From 7b6d0a842c78a75fafb4079fc5b84b87ed5e335f Mon Sep 17 00:00:00 2001
From: Kaushik B <45285388+kaushikb11@users.noreply.github.com>
Date: Mon, 5 Jul 2021 15:08:38 +0530
Subject: [PATCH] Fix progress bar updates for Pod Training (#8258)

* Fix progress bar updates for Pod Training

* Fix progress bar updates for Pod Training

* Add _pod_progress_bar_force_stdout
---
 .../plugins/training_type/tpu_spawn.py        | 21 +++++++++++++++++++
 1 file changed, 21 insertions(+)

diff --git a/pytorch_lightning/plugins/training_type/tpu_spawn.py b/pytorch_lightning/plugins/training_type/tpu_spawn.py
index 2a30ddce23..f9bc1309f1 100644
--- a/pytorch_lightning/plugins/training_type/tpu_spawn.py
+++ b/pytorch_lightning/plugins/training_type/tpu_spawn.py
@@ -34,6 +34,7 @@ from pytorch_lightning.utilities.data import has_len
 from pytorch_lightning.utilities.distributed import rank_zero_only, ReduceOp, tpu_distributed
 from pytorch_lightning.utilities.exceptions import MisconfigurationException
 from pytorch_lightning.utilities.seed import reset_seed
+from pytorch_lightning.utilities.types import STEP_OUTPUT
 
 if _TPU_AVAILABLE:
     import torch_xla.core.xla_env_vars as xenv
@@ -282,6 +283,26 @@ class TPUSpawnPlugin(DDPSpawnPlugin):
     def predict_step(self, *args, **kwargs):
         return self.model(*args, **kwargs)
 
+    def training_step_end(self, output: STEP_OUTPUT) -> STEP_OUTPUT:
+        self._pod_progress_bar_force_stdout()
+        return output
+
+    def validation_step_end(self, output: STEP_OUTPUT) -> STEP_OUTPUT:
+        self._pod_progress_bar_force_stdout()
+        return output
+
+    def test_step_end(self, output: STEP_OUTPUT) -> STEP_OUTPUT:
+        self._pod_progress_bar_force_stdout()
+        return output
+
+    def _pod_progress_bar_force_stdout(self) -> None:
+        # Why is it required?
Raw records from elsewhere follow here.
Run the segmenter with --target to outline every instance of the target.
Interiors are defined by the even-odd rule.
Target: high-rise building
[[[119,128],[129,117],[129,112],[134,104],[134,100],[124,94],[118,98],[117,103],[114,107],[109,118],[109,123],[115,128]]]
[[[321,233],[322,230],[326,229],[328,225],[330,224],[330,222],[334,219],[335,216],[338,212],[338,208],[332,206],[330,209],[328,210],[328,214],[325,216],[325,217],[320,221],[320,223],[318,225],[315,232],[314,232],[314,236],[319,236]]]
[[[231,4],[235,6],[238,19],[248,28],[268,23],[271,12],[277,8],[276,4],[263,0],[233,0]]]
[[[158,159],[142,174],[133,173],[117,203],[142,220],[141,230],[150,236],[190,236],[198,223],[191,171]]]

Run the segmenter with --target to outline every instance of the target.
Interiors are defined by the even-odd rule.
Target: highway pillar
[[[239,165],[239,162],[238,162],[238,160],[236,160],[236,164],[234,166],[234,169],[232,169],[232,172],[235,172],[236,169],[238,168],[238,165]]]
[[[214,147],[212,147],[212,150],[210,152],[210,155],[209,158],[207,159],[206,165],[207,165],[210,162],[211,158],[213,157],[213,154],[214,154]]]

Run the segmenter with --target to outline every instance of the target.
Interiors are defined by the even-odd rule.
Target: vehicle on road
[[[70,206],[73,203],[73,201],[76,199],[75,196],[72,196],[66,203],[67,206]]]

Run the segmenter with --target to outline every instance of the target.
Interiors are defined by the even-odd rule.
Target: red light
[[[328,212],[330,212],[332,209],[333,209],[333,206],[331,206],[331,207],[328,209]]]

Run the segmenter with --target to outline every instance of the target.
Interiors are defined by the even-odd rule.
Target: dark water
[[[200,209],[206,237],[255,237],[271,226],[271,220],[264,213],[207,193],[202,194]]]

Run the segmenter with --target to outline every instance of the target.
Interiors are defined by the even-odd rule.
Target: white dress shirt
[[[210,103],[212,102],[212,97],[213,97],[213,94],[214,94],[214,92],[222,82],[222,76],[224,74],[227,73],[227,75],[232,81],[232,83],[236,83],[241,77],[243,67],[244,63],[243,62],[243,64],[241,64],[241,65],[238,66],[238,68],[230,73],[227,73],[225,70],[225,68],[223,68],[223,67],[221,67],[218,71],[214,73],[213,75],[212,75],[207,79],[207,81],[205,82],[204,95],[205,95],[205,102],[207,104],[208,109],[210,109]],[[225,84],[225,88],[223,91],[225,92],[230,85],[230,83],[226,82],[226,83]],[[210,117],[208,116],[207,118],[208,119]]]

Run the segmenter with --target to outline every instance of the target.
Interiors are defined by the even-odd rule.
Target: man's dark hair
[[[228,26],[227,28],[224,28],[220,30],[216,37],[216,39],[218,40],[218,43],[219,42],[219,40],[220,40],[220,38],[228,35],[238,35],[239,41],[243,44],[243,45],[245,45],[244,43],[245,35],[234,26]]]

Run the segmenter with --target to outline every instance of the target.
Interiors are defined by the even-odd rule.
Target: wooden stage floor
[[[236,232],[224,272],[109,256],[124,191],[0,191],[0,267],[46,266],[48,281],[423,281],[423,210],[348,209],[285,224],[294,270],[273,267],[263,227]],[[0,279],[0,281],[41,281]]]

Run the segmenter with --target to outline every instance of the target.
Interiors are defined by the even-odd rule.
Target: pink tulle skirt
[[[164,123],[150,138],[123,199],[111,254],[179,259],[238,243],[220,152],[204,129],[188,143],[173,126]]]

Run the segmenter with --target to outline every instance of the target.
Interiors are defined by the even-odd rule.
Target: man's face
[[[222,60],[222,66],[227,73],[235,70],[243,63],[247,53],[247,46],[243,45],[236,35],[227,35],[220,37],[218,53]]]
The way `pytorch_xla.distributed` streams logs
+        # from different vms to the master worker doesn't work well with tqdm
+        # Ref: https://github.com/pytorch/xla/blob/master/torch_xla/distributed/xla_dist.py#L140
+        # The print statement seems to force tqdm to flush stdout.
+        if self.tpu_global_core_rank == 0 and int(os.getenv(xenv.TPUVM_MODE, 0)) == 1:
+            print()
+
     def save_checkpoint(self, checkpoint: Dict[str, Any], filepath: str) -> None:
         """Save model/training states as a checkpoint file through state-dump and file-write.